Is there a flowering hormone?

· Does the much-sought-after flowering hormone exist?

· Experiments provide evidence that such a signal does exist.

· The name florigen has been given to this flowering hormone, even though it has not been isolated and characterized.

· Evidence suggests that the florigen of short-day plants is identical to that of long-day plants.

· In one experiment, short- and long-day period plants were grafted together, and both flowered if the photoperiod was inductive to one of the partners.

Vernalization and Flowering

· Spring wheat is an annual, while winter wheat is a biennial.

· If winter wheat is not exposed to cold after its first year, it fails to flower normally the next year.

· Experiments in Russia demonstrated that if winter wheat is moistened and chilled, it could be used as if it were spring wheat.

· This process of inducing flowering by low temperatures is call vernalization.

· Inducing flowering might require up to 50 days of low temperature.

Asexual Reproduction

· Asexual reproduction is used by some plants.

· Self-fertilization of a plant can produce both kinds of homozygotes, plus the heterozygote, among its progeny, but no new alleles are introduced.

· Asexual reproduction goes farther: It involves no recombination, and homozygosity is not increased.
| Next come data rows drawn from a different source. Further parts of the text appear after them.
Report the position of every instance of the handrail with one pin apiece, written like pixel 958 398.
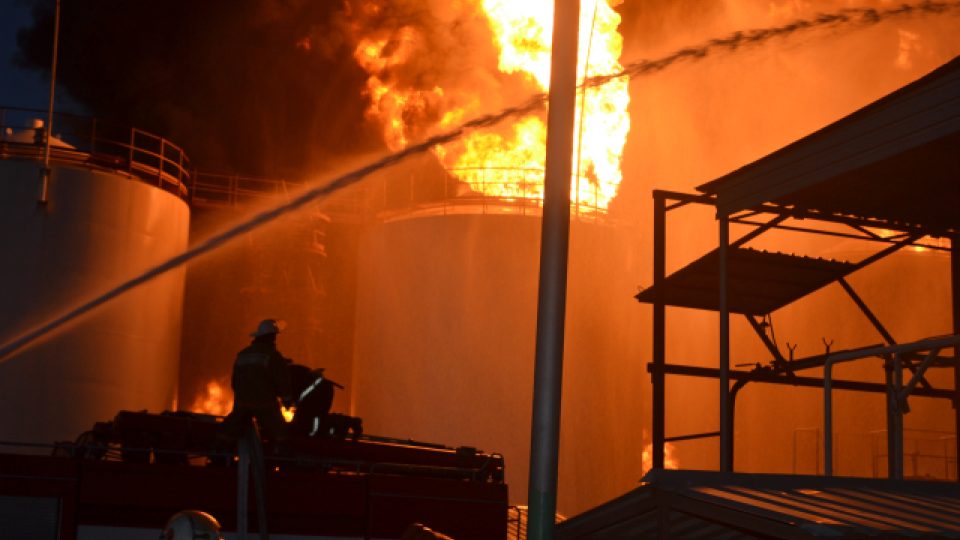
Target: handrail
pixel 90 141
pixel 896 394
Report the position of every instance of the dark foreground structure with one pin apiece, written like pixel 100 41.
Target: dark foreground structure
pixel 891 166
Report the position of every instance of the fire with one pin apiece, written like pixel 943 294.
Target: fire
pixel 669 461
pixel 217 400
pixel 507 163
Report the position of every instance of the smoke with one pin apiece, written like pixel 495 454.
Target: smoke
pixel 262 87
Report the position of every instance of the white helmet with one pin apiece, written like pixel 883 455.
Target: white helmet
pixel 268 326
pixel 192 525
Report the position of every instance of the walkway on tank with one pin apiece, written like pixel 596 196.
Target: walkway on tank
pixel 89 142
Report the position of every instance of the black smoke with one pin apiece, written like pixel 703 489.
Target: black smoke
pixel 261 87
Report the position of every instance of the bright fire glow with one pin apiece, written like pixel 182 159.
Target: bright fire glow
pixel 669 461
pixel 217 399
pixel 509 163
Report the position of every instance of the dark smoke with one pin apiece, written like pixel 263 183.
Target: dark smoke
pixel 532 104
pixel 736 40
pixel 262 87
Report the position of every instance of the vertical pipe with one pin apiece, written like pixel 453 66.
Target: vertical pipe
pixel 897 412
pixel 45 171
pixel 658 377
pixel 955 295
pixel 891 409
pixel 554 243
pixel 828 417
pixel 726 437
pixel 243 486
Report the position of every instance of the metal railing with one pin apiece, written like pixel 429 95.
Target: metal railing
pixel 89 141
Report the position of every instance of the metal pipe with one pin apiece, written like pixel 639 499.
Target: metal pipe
pixel 828 417
pixel 45 171
pixel 658 376
pixel 726 437
pixel 895 448
pixel 955 294
pixel 554 245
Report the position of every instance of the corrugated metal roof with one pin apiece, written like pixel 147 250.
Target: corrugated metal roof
pixel 759 282
pixel 704 504
pixel 900 149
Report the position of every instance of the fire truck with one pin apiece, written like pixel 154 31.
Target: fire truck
pixel 124 478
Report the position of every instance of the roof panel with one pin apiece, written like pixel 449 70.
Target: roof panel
pixel 759 282
pixel 895 160
pixel 773 506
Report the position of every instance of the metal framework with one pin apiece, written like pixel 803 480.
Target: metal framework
pixel 675 290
There are many forms of asexual reproduction

· In vegetative reproduction, often the stem becomes modified.

· Grass and strawberries produce stolons, horizontal stems that form runners with roots on their end.

· Rhizomes are horizontal underground stems that can give rise to new shoots.
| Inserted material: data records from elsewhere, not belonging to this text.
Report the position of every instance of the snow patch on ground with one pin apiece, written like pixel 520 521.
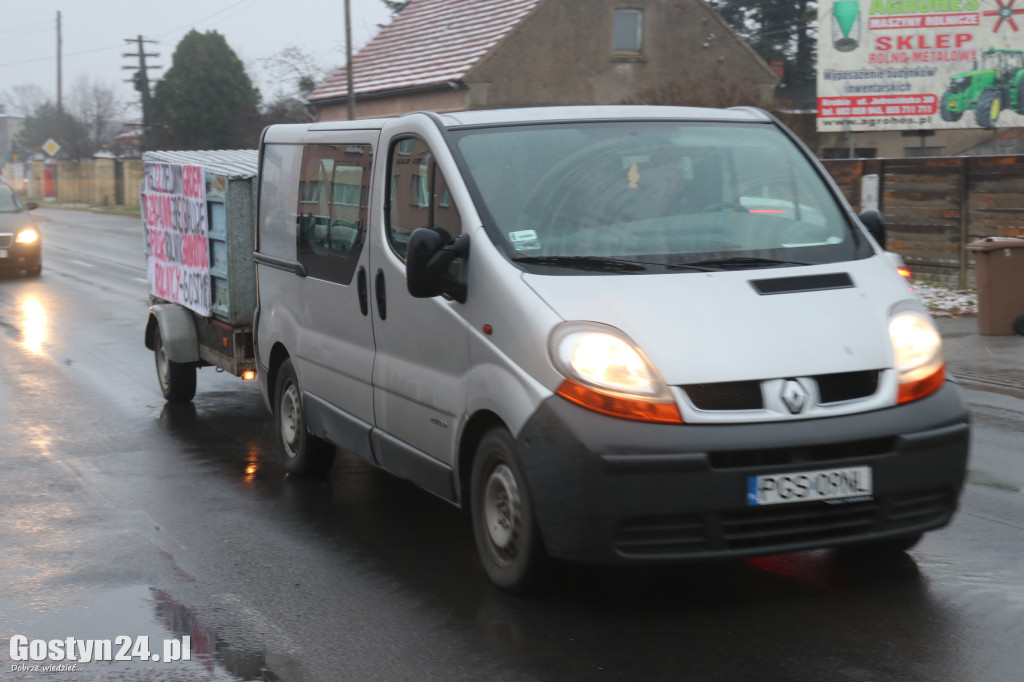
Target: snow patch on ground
pixel 943 302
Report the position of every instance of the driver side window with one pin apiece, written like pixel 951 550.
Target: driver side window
pixel 419 195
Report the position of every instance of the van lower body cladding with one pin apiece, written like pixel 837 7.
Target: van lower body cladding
pixel 610 491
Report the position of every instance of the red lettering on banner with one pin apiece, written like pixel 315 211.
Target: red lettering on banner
pixel 194 251
pixel 166 281
pixel 192 181
pixel 920 104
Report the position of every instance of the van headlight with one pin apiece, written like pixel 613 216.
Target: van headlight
pixel 28 236
pixel 918 354
pixel 605 372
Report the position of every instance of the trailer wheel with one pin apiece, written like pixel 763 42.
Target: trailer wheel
pixel 305 455
pixel 504 525
pixel 177 380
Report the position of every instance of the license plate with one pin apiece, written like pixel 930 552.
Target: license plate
pixel 824 484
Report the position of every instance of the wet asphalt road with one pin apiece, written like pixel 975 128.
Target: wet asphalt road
pixel 123 516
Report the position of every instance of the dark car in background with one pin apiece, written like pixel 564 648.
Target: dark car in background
pixel 20 241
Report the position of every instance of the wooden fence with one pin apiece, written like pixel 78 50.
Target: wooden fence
pixel 934 207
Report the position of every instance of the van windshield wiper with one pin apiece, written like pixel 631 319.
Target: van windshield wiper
pixel 739 263
pixel 604 263
pixel 584 263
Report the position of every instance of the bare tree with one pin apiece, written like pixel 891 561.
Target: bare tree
pixel 295 74
pixel 99 111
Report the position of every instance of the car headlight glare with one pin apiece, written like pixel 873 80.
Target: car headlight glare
pixel 28 236
pixel 918 354
pixel 607 373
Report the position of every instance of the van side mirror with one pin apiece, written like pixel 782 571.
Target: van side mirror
pixel 876 224
pixel 430 252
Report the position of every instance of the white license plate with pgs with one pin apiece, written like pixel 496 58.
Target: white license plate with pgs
pixel 824 484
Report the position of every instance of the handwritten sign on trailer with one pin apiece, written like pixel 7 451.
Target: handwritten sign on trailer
pixel 177 233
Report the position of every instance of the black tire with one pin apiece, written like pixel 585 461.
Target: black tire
pixel 304 454
pixel 504 525
pixel 947 116
pixel 987 110
pixel 177 380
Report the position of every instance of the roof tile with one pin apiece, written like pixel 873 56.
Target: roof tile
pixel 430 42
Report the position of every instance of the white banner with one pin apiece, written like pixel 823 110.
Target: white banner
pixel 919 65
pixel 177 235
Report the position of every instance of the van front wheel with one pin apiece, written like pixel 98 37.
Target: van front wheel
pixel 305 455
pixel 504 525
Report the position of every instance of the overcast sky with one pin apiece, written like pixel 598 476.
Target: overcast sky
pixel 93 33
· Bamboo reproduces this way.

· Lilies and onions form bulbs.

· Crocuses, gladioli, and many other plants produce corms. These underground stems are disclike and consist primarily of stem tissue.
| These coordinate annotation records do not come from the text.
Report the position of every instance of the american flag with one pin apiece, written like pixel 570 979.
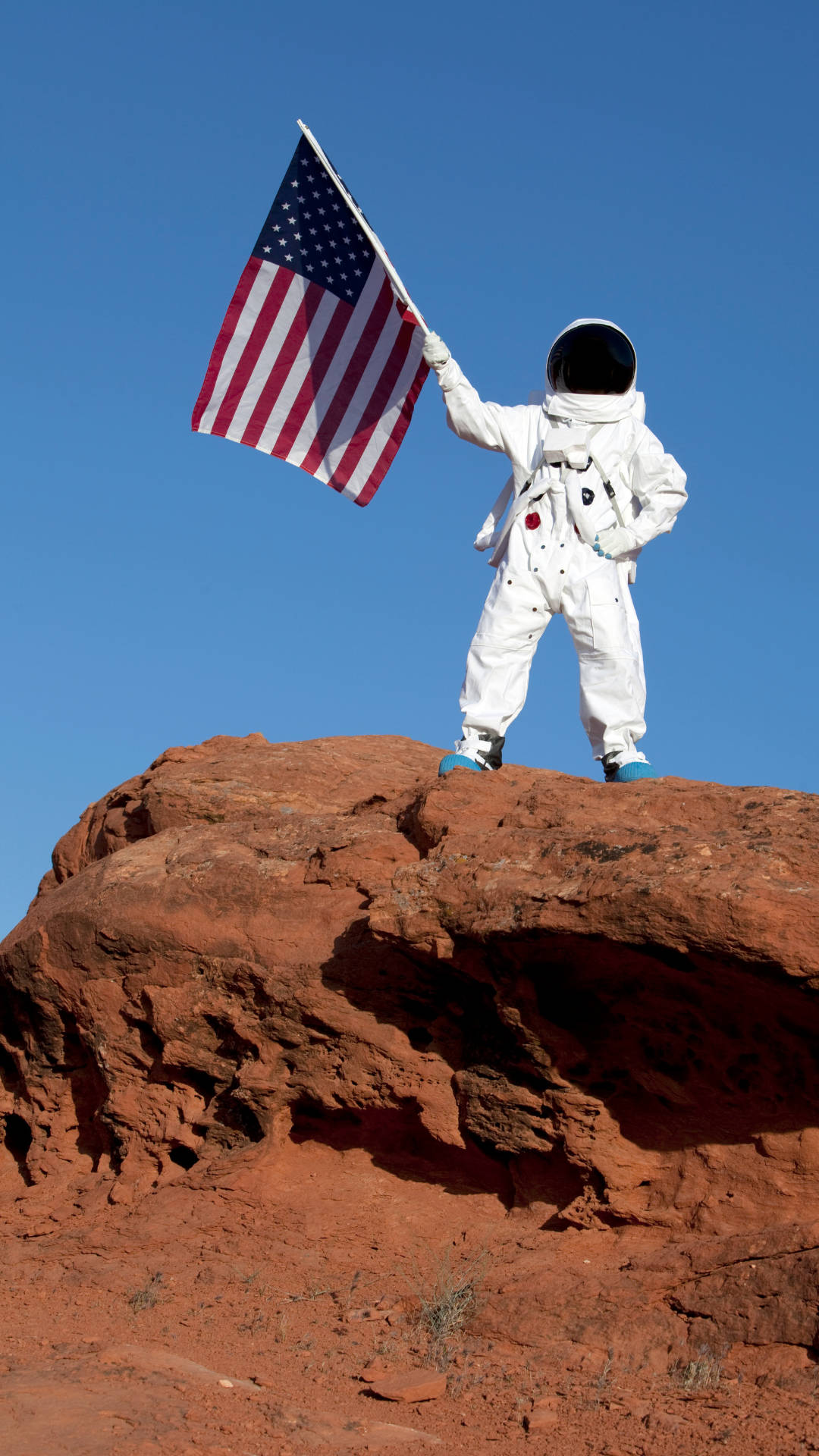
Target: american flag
pixel 318 360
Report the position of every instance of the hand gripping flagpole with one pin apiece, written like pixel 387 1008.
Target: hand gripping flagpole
pixel 365 228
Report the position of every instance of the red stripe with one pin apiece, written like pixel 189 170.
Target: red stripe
pixel 314 379
pixel 283 364
pixel 256 344
pixel 224 335
pixel 362 356
pixel 391 447
pixel 375 410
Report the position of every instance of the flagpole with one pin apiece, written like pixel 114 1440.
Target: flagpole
pixel 365 226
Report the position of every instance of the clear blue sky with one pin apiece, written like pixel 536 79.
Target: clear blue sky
pixel 523 165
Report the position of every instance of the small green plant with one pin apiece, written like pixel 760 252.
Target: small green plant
pixel 447 1299
pixel 703 1373
pixel 148 1296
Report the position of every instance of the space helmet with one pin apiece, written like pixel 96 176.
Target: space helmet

· Leaves may also be the source of new plantlets.

· An example is the succulent plants of the genus Kalanchoe.

· Plants that reproduce asexually often live on unstable earth, such as sand dunes.

· Dandelions, citrus trees, and some other plants reproduce by apomixis, the asexual production of seeds.

· Apomixis produces seeds within the female gametophyte without the mingling and segregation of chromosomes.

Asexual reproduction is important in agriculture

· Cultivating plants by cutting stems, inserting them in soil, and waiting for them to form roots has been practiced for centuries.

· Grafting—attaching a bud or a piece of stem from one plant to the root-bearing stem of another plant—is a common practice for fruit trees.

· The root-bearing "host" is called the stock; the part grafted on is called the scion.

· Most fruit for market in the United States is produced on trees grown from grafts.

· Plant lice, Phylloxera sp., destroyed much of the grapevines in France.

· Phylloxera-resistant roots from California were used on the French vines to save them by providing resistance.

· Universities produce valuable plant materials via tissue culture.

· Tissue cultures are used commercially to produce orchids, rhododendrons, and many crops.

· Recombinant DNA techniques applied to tissue cultures can provide plants with capabilities they previously lacked, such as resistance to pests or increased nutritive value.